Did you know that 88% of consumers and 47% of workers prefer relatable companies?

I recently stumbled upon a research paper stating that 88% of consumers prefer to buy from a brand that feels authentic.

But let’s also consider this:

47% of job seekers evaluate a company’s culture before applying for a role.

Both stats make this saying even more undeniable: “Business is mission.”

The lack of a clear business mission cuts your ability to satisfy clients.

Surprisingly, many small businesses don’t have a clear purpose beyond sales.

It amuses me because:

  • Not being true to your business mission won’t motivate anyone to follow your lead.
  • It certainly won’t encourage your team to keep your brand’s consistency.
  • And worse, it can make your company’s voice fall flat and unappealing to customers.

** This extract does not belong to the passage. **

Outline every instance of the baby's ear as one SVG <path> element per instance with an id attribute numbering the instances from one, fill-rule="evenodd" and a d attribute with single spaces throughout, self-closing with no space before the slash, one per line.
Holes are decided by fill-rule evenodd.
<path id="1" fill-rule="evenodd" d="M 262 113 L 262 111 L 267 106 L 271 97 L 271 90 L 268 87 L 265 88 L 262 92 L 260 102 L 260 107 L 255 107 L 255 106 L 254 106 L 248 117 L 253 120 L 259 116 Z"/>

Marketing strategies need to combine business goals with relatable messaging.

Paying attention to your mission and values is crucial for successful marketing. Full stop.

So, I recommend keeping your business mission handy.

It will help you know what direction to take when communicating with clients. Either one-to-one or massively —on social media, for example.

Your company’s mission should be the core of your business and marketing plans.

Let’s not overlook it; there is no way around it.

Rework your business mission or craft it from scratch, if necessary. To do so, I’ll invite you to ask yourself these four questions:

  1. What do we do?
  2. How do we do it?
  3. Whom do we do it for?
  4. Why should they care?

It doesn’t matter what exact words you use or how long your mission is. What matters is that it answers the four questions that will make your business make sense.

Connecting with your clients is a matter of authenticity.

Both as a somewhat annoying customer and an ethical marketer, I find it exciting to work with brands that take these things to heart.

But that was enough on my part, wasn’t it?

Let me know your thoughts on this!

Business and Marketing Mission FAQ

  • Why is a business mission analysis important?
    Good business analysis provides the clarity and direction needed to make decisions affecting the business in all areas: administrative, operative, and marketing.
  • What is a marketing mission statement?
    A marketing mission describes a business’s purpose in pursuing marketing strategies and other initiatives. It also offers a point of reference to evaluate their performance.
  • How does a marketing mission help achieve my business goals?
    A marketing mission can help a business focus on what matters the most for achieving the business goals. Marketing missions can change over time.